Je ne sais pas me lancer dans l’écriture sans réfléchir en amont ni sans connaître ma fin. J’ai besoin de connaître mes personnages pour qu’ils prennent vie. Mais je me refuse à tout planifier jusqu’au moindre dialogue. Et de toute manière, cela me serait impossible. Une fois qu’ils sont vivants, mes personnages agissent d’eux-mêmes et quand ils ne sont pas d’accord avec mon idée, ils me le font savoir. J’ai beau leur tordre le bras pour les faire suivre mon script, jamais ils ne s’y soumettent. Et c’est normal, car ce personnage X n’agirait pas comme ça dans la réalité, ni cette fille Y ne ferait ça face à cette situation-là. Je sais qu’ils ont raison et que j’ai tort de vouloir les obliger à prendre une direction qui n’est pas la leur.
Pour le bien du récit, je me dois de lâcher prise et de devenir non plus l’architecte ou jardinier de mon récit, mais son homme à tout faire.
L’homme à tout faire
Qui est cet homme à tout faire, que je vous propose de devenir ? C’est celui qui sait comment est batie la maison et qui en colmate les brèches au fur et à mesure.
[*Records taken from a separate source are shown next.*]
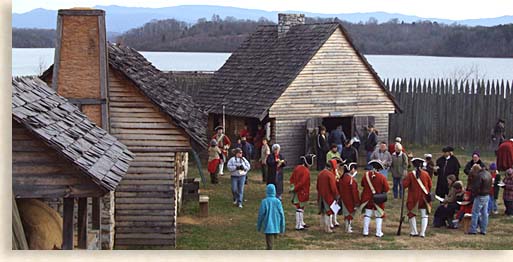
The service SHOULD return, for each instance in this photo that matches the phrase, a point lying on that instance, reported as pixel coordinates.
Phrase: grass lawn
(229, 227)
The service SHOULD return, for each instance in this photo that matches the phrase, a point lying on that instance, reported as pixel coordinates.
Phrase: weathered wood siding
(334, 80)
(39, 172)
(145, 209)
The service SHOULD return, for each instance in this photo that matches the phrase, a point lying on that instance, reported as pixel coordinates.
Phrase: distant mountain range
(120, 19)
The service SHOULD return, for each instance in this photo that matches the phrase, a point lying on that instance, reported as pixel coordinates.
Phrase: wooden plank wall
(39, 172)
(443, 111)
(145, 210)
(334, 80)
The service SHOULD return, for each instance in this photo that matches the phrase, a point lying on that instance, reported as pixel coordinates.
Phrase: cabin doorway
(331, 123)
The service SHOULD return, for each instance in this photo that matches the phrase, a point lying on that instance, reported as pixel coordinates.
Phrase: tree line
(225, 35)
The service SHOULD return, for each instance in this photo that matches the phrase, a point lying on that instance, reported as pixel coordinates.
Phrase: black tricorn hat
(417, 162)
(348, 167)
(236, 151)
(329, 164)
(376, 164)
(447, 149)
(308, 159)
Celui qui s’adapte aux problèmes qui ne manquent pas de se poser, malgré l’architecture irréprochable de la batisse. Celui qui replante certaines fleurs quand elles ont fané, qui débroussaille lorsque le buisson a pris trop d’ampleur.
Car, comme une maison ou un jardin, un récit est vivant et si à sa construction, la base est saine, qu’elle ne souffre d’aucun oubli ou de malfaçon, elle s’érode avec le temps et la vie. Le temps d’écrire une histoire, un auteur peut changer de point de vue, être tombé amoureux d’un personnage délaissé au début, vouloir étendre son univers ou encore ouvrir la porte à un rebondissement inopiné.
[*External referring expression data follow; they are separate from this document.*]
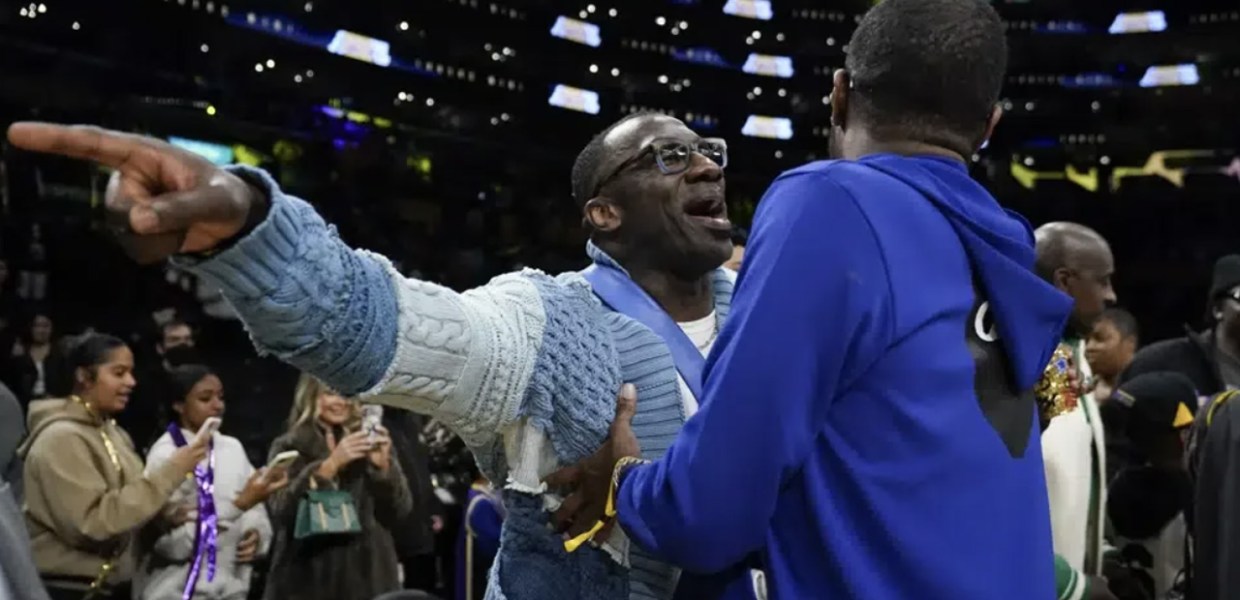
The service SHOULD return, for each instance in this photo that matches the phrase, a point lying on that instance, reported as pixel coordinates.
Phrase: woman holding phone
(336, 453)
(86, 491)
(242, 529)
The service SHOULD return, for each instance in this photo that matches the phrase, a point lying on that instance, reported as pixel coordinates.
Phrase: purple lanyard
(208, 522)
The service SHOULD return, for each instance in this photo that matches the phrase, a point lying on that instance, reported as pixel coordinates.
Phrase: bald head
(1078, 262)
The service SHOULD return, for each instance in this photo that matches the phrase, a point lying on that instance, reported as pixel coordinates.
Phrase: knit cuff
(253, 265)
L’homme à tout faire, lui, s’adapte à ces situations, il évolue avec la maison, en fonction de ses besoins.
C’est une idée que j’aime bien.
Écrivez comme vous êtes.
En bref, délestons-nous de ces cases qui nous catégorisent dans notre écriture. Aucune façon de faire n’est meilleure que l’autre, seulement celle qui nous convient à l’instant T. S’il reste important de s’imposer une certaine structure, un cadre d’écriture, n’essayons pas de rentrer dans les standards de jardinier ou d’architecte à tout prix, mais inventons notre propre voie, pour garder le plaisir d’écrire.